The invention discloses a geothermal history fitting and productivity prediction method, which is characterized in that a numerical agent model with lower degree of freedom is used for history fitting under the condition of geological data shortage, so that the problem that the numerical model can not be established under the condition of geological data shortage is solved, an efficient gradient calculation method is applied in the history fitting process, and optimized parameters are searched in a large-area parameter range, so that the time of gradient calculation involved in the traditional history fitting process is saved, and the calculation time of yield prediction of the model after the traditional history fitting is saved.

Description

Geothermal history fitting and productivity prediction method
Technical Field
The invention relates to a numerical simulation history fitting method in the field of geothermy, in particular to a method for fitting a geological data lack condition.
Background
With the development of various underground energy resources, the numerical simulation technology is gradually added to project requirements as an important technical means, and it is very important to establish a numerical model capable of reliably predicting the production capacity. History fitting is a very important and necessary step before capacity forecasting is performed using the established data model. Most of the existing history fitting methods consume a large amount of computing resources, are very time-consuming in computation, and in many cases, involve a large amount of manual intervention to adjust parameters. However, in most cases, the geological data cannot be sufficiently obtained for reasonable parameter adjustment, and particularly in the early stage of the development of a geothermal reservoir, the geological data is often very lacking.
At present, the traditional method is difficult to carry out thermal numerical simulation calculation under the condition of lacking geological data. Even if a numerical model is established, the search of optimization parameters in a large area range is almost impossible in the traditional history fitting and manual parameter adjusting process, because the large area of manual parameter adjustment means that the running process of the numerical model needs to be carried out for a plurality of times. In some cases where the number of grids of the numerical model is large, it often takes several tens of hours or even several days to perform a single model running, and it is needless to say that each parameter adjustment in the manual parameter adjustment process means that at least one model running is required. The computation time taken for running the model many times required in the history fitting process is very unwieldy. If a gradient descent method is used for history fitting, a large number of model runs are required to obtain the required numerical gradient.
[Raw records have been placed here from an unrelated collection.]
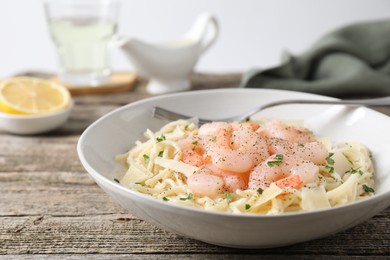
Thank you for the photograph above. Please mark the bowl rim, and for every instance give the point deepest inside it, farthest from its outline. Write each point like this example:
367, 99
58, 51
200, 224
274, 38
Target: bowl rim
376, 198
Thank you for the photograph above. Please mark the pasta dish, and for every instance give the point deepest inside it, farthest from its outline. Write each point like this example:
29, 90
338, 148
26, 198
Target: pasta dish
260, 167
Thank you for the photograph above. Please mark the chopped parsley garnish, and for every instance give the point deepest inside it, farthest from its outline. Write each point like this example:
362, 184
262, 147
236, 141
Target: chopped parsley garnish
244, 120
329, 159
329, 168
278, 161
368, 189
355, 170
188, 197
228, 196
161, 138
330, 163
146, 158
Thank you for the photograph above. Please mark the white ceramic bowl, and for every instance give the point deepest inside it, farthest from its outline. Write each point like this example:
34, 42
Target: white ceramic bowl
34, 124
117, 131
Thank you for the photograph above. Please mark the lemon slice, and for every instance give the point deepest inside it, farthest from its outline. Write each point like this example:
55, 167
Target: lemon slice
30, 96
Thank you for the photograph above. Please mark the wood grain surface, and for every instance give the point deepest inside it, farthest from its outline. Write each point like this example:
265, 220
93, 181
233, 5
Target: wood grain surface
51, 209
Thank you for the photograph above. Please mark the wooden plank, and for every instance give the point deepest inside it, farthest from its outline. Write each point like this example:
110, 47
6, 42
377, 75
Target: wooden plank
68, 213
123, 234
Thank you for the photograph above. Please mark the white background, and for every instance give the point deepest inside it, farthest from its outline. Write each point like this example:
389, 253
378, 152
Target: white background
253, 33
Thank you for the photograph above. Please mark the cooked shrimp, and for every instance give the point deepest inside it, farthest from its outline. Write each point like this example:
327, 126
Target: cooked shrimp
192, 151
279, 166
315, 152
234, 182
226, 158
204, 183
245, 139
296, 134
213, 127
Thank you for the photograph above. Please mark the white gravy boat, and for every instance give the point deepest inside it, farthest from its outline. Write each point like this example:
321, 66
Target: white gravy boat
169, 64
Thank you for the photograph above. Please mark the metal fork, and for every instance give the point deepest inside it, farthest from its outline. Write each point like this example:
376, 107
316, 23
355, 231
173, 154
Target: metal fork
162, 113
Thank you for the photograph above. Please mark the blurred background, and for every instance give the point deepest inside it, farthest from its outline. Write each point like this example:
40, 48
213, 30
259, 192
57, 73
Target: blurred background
253, 33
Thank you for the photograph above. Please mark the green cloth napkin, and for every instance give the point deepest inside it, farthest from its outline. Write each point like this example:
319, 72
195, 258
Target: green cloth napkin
354, 60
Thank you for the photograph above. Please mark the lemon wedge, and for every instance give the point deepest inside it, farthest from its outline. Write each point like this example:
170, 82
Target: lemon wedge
30, 96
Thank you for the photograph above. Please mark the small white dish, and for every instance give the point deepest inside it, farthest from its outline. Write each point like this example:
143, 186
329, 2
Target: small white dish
34, 124
116, 132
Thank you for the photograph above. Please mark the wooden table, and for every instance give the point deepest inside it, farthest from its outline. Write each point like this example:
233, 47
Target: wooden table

Furthermore, even after history fitting using the above-described conventional method, the trained numerical model still cannot calculate the predicted yield very efficiently when performing yield prediction. This is because the numerical models used are still too complex, and these models sometimes even have redundant degrees of freedom, i.e. there are a number of mutually independent model parameters.
Disclosure of Invention
The technical problem to be solved by the invention is as follows: the method comprises the steps of establishing a numerical model under the condition of lacking geological data, and solving the problems that a traditional history fitting mode cannot search optimized parameters in a large-area parameter range, gradient calculation involved in the traditional history fitting process consumes a large amount of computer resources and calculation time, and the model subjected to traditional history fitting still consumes a large amount of computer resources and calculation time when yield prediction is carried out.
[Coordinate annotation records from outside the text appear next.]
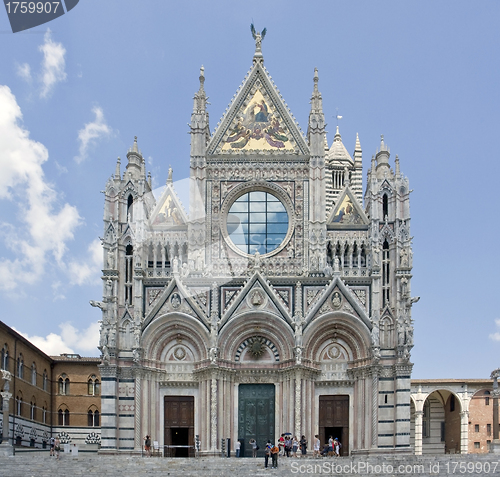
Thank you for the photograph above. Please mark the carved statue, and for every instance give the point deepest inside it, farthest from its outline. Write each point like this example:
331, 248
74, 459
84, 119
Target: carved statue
258, 37
110, 260
376, 334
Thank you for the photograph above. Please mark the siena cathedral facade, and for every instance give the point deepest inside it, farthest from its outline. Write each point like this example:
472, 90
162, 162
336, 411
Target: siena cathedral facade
279, 303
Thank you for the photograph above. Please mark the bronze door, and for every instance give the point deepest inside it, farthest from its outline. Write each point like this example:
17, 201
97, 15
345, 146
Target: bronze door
179, 425
256, 416
334, 420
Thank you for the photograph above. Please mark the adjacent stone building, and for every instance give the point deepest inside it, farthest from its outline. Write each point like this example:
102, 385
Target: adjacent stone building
277, 303
44, 396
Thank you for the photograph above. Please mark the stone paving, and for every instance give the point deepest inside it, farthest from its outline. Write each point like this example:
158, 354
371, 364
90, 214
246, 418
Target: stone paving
40, 464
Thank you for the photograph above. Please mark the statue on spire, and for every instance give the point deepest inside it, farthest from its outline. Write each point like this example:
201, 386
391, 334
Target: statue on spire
258, 37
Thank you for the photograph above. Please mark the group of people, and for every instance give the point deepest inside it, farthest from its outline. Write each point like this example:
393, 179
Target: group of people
331, 448
55, 447
288, 446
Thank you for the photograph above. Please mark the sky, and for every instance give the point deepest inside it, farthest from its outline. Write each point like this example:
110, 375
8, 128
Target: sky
75, 91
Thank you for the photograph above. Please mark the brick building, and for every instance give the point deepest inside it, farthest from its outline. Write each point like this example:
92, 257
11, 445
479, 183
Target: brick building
51, 395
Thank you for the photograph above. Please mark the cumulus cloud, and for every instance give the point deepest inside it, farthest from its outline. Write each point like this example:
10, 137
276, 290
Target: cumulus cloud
24, 72
87, 271
70, 340
496, 336
91, 133
43, 227
53, 64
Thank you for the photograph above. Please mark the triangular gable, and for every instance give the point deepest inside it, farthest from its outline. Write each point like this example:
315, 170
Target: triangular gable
169, 210
175, 299
347, 213
258, 120
337, 297
257, 295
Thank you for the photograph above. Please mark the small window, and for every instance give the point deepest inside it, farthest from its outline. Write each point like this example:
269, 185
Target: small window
64, 384
33, 374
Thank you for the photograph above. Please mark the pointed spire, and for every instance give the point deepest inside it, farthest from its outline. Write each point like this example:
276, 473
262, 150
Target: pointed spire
258, 37
316, 99
135, 159
117, 170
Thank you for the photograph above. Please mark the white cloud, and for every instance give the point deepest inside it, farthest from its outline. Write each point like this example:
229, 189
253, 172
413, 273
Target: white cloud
53, 64
43, 227
92, 132
24, 72
88, 270
70, 340
496, 336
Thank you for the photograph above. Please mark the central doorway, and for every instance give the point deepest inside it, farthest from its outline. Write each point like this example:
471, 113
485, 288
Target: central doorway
256, 416
179, 426
334, 420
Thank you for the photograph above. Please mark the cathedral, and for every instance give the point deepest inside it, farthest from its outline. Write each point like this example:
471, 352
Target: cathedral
277, 300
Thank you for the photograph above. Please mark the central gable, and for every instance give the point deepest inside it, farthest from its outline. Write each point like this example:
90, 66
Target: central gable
258, 120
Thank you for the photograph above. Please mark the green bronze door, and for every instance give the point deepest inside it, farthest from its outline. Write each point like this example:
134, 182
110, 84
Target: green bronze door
255, 416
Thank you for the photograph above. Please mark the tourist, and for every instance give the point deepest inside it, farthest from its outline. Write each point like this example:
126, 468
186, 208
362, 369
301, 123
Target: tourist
281, 444
52, 445
255, 447
295, 445
147, 445
303, 445
57, 447
288, 445
274, 454
267, 453
237, 448
317, 445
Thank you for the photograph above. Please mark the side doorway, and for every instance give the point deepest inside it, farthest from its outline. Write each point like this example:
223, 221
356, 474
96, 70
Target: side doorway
334, 420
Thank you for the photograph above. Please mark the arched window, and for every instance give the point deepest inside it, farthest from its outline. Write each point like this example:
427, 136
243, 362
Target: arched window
130, 208
93, 418
33, 374
33, 409
5, 357
385, 274
426, 419
385, 206
63, 417
93, 385
20, 366
129, 252
19, 404
63, 384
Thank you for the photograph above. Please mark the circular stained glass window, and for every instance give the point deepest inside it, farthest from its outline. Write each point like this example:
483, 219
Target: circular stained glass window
257, 222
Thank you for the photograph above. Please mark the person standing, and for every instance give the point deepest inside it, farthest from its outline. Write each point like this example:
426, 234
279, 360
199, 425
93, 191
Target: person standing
255, 447
295, 445
303, 445
57, 447
267, 453
317, 445
274, 454
237, 448
147, 445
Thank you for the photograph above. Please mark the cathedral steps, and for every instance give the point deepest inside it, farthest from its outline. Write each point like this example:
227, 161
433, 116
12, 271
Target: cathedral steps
42, 465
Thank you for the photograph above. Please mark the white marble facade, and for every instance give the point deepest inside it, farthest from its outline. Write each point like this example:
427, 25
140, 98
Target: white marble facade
277, 274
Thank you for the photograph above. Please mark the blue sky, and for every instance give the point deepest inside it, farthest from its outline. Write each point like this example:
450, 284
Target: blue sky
74, 92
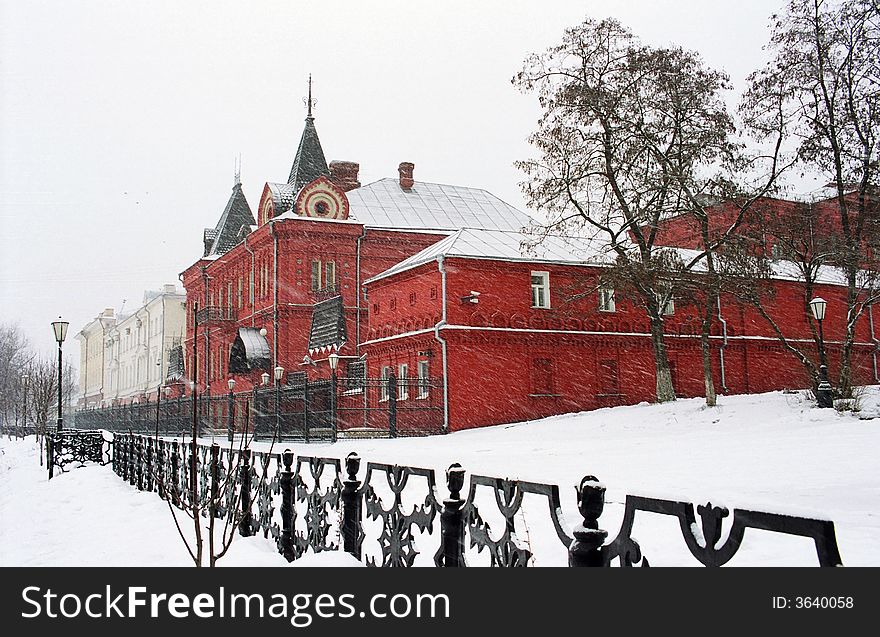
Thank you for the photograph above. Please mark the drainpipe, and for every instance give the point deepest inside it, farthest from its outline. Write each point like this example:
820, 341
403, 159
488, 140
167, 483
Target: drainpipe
274, 293
207, 356
162, 347
442, 342
358, 291
251, 281
147, 347
723, 346
873, 338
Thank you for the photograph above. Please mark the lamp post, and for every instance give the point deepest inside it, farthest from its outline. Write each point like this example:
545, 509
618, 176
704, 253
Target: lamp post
279, 373
333, 359
60, 329
824, 390
230, 409
24, 378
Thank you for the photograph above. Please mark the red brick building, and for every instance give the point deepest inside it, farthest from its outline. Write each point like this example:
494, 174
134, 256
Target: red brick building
424, 280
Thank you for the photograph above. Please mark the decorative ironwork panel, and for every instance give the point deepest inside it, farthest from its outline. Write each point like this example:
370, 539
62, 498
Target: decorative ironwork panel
507, 550
321, 503
267, 483
702, 540
396, 540
76, 448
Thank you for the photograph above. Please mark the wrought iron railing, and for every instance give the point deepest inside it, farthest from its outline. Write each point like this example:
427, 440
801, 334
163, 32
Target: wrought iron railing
318, 410
390, 515
76, 448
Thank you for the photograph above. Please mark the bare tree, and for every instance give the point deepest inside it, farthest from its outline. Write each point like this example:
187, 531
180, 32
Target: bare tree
632, 135
15, 355
826, 68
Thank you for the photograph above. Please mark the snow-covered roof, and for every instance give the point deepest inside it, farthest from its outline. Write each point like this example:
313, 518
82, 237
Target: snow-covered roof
384, 204
505, 245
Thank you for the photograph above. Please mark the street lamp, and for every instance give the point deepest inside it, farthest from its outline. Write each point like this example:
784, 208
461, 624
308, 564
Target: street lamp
60, 329
24, 378
824, 390
333, 359
230, 409
279, 372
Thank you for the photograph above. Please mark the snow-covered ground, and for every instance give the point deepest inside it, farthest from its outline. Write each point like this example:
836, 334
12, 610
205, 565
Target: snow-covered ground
772, 452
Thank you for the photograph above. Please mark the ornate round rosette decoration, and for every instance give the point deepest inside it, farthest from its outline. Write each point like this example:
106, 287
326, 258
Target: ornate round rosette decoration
322, 199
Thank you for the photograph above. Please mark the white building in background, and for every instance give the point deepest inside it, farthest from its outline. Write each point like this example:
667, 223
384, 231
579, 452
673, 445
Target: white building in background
138, 347
92, 359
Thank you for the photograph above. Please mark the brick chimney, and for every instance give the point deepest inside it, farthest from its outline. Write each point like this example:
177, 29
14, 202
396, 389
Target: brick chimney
405, 169
344, 174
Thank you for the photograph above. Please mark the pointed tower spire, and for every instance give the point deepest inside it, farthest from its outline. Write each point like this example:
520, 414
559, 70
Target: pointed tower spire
309, 163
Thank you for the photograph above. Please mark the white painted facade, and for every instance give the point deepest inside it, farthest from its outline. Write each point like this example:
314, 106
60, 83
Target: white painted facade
137, 348
92, 364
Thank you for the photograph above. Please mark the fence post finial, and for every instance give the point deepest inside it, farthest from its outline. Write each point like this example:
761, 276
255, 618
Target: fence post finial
586, 549
286, 544
351, 507
451, 552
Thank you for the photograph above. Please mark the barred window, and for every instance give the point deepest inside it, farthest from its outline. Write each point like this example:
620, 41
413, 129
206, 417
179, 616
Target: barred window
383, 386
356, 373
424, 382
403, 381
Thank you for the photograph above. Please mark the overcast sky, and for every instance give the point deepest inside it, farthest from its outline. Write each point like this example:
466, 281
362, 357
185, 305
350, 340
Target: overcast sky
120, 121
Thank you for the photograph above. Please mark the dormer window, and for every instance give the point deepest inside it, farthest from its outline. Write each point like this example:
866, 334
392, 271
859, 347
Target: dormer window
540, 289
606, 299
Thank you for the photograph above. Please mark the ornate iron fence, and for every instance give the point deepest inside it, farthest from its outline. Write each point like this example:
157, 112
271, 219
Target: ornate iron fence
319, 410
75, 447
393, 514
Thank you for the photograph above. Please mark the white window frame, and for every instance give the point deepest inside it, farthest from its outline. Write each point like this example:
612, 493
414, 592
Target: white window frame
402, 381
317, 275
329, 275
540, 291
424, 368
384, 374
607, 302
The technical scheme adopted by the invention for solving the technical problems is as follows: a geothermal history fitting and capacity prediction method is characterized by comprising the following steps: the method comprises the following steps: establishing a discrete interwell affinity agent model, determining the boundary of the geothermal reservoir block, determining the outer boundary of a numerical agent model by using the boundary frame, and meshing the geothermal reservoir model after the boundary of the model is determined; step two: selecting conductivity parameters between grids, and the production index of the well is a digital model control parameter; step three: initializing control parameters and providing initial values for a history fitting model; step four: screening agent models, wherein the agent models which are too far away from the actual measurement historical production data of the geothermal field need to be screened before history fitting; step five: calculating the gradient in the history fitting process by using an adjoint gradient method; step six: predicting the future yield trend of the geothermal blocks by using the well matched agent model; step seven: a regularization term is introduced in the history fitted function.
Preferably, a necessary condition needs to be satisfied in the mesh generation process: any two wells cannot be located on the same grid. In the case that this condition is met, the entire geothermal block is discretely subdivided using as coarse a mesh as possible.
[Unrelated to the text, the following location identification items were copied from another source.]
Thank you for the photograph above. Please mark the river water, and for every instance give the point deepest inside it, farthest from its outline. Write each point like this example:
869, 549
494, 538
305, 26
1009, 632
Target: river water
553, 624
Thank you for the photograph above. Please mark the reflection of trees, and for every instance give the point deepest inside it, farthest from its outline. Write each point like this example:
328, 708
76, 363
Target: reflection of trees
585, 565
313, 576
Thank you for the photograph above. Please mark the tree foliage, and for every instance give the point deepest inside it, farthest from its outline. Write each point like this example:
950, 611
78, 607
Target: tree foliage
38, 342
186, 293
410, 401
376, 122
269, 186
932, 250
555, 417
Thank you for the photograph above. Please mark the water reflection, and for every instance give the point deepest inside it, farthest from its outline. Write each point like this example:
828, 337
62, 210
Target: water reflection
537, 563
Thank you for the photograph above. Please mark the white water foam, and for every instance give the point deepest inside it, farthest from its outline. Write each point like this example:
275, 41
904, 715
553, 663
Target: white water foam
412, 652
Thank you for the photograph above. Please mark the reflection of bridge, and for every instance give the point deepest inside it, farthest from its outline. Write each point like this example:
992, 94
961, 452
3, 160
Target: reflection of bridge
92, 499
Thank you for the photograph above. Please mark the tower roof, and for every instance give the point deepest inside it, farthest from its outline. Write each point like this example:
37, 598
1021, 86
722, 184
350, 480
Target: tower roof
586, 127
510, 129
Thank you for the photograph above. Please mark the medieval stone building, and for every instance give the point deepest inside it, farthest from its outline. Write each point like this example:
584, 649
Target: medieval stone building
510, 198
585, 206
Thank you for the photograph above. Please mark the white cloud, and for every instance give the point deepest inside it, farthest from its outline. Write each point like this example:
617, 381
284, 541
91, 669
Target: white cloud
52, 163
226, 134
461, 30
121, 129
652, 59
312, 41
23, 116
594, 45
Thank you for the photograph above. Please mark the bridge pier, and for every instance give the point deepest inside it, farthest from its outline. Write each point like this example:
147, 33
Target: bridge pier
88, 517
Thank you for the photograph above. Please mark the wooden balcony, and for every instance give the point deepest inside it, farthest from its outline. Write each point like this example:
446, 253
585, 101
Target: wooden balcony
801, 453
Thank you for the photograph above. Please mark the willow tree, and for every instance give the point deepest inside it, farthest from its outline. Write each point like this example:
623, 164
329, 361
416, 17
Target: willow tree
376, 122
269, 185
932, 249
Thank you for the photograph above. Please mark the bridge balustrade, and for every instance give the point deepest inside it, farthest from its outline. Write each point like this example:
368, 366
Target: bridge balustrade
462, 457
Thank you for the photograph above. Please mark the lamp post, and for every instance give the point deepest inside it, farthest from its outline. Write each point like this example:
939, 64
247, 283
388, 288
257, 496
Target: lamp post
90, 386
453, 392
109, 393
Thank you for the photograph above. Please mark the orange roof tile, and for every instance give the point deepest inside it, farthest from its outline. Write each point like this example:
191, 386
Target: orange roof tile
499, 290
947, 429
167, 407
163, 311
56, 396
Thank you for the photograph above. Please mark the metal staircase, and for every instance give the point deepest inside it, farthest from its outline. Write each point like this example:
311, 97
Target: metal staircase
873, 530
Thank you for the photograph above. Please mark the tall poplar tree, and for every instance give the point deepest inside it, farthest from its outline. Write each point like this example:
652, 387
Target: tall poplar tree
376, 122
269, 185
Preferably, the model control parameters include conductivity parameters of the model, well production index, density of the subterranean fluid, viscosity of the subterranean fluid.
Preferably, the conductivity parameter is initialized as a function of the permeability, the contact area, and the distance between the centroids of the two adjacent meshes. For different computing unit systems, the corresponding unit conversion coefficient needs to be multiplied.
Preferably, the upper and lower boundaries of the proxy model calculation result are the upper and lower boundaries of the future predicted yield of the geothermal block.
Preferably, the regularization term includes two parts: one part is the square term of the difference between the model parameters and the geological data; the other part is the correlation between different geological points extracted from geological data.
Preferably, the correlation relationship may be generally described by a geological variogram model.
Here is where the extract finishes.